中台統一を掲げる中国と、距離を置く台湾の蔡英文(ツァイインウェン)政権との溝が深まるなか、台湾の自治体のなかで独自に中台交流を進め、経済振興を図る動きが活発になってきた。

 昨年の統一地方選で与党・民進党に大勝した野党・国民党の首長らが中心となっており、蔡政権は危機感を抱いている。

 「交流を深めるべきだ。市民は安定して商売ができることを望んでいる」(盧秀燕・台中市長)。「もっと関係を発展させ、信頼感を増すべきだ」(侯友宜・新北市長)。中国の習近平(シーチンピン)国家主席が北京で演説し、中台の「融合発展」を呼びかけた2日、台湾の国民党系首長からは前向きな発言が相次いだ。

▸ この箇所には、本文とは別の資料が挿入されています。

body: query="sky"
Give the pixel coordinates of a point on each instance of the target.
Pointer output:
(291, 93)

 11月の地方選では、民進党系の現職市長らが次々と落選し、全22県市のうち15県市で国民党系の候補が勝利した。民進党の地盤だった南部高雄市で市長に当選した韓国瑜氏は選挙戦で、蔡政権下に落ち込んだ中国からの観光客を呼び戻し、特産品を売り込むと主張。市政府内に中台交流を所管する専門チームを発足させる計画だ。

 台湾海峡の離島、澎湖県の新県長、頼峰偉氏は就任前の12月に北京を訪問し、中国政府に定期便の開設を要望した。国民党の首長15人が全員で訪中する構想もある。無所属の台北市長、柯文哲氏も12月、中国上海市の副市長を招いてシンポジウムを開いた。

 中国側は地方選の結果について、「台湾の人々が両岸関係の平和的発展がもたらす『配当』を望んだ結果だ」(国務院台湾事務弁公室)と分析しており、蔡政権を飛び越え、野党や自治体、民間との直接交流を推進する構えだ。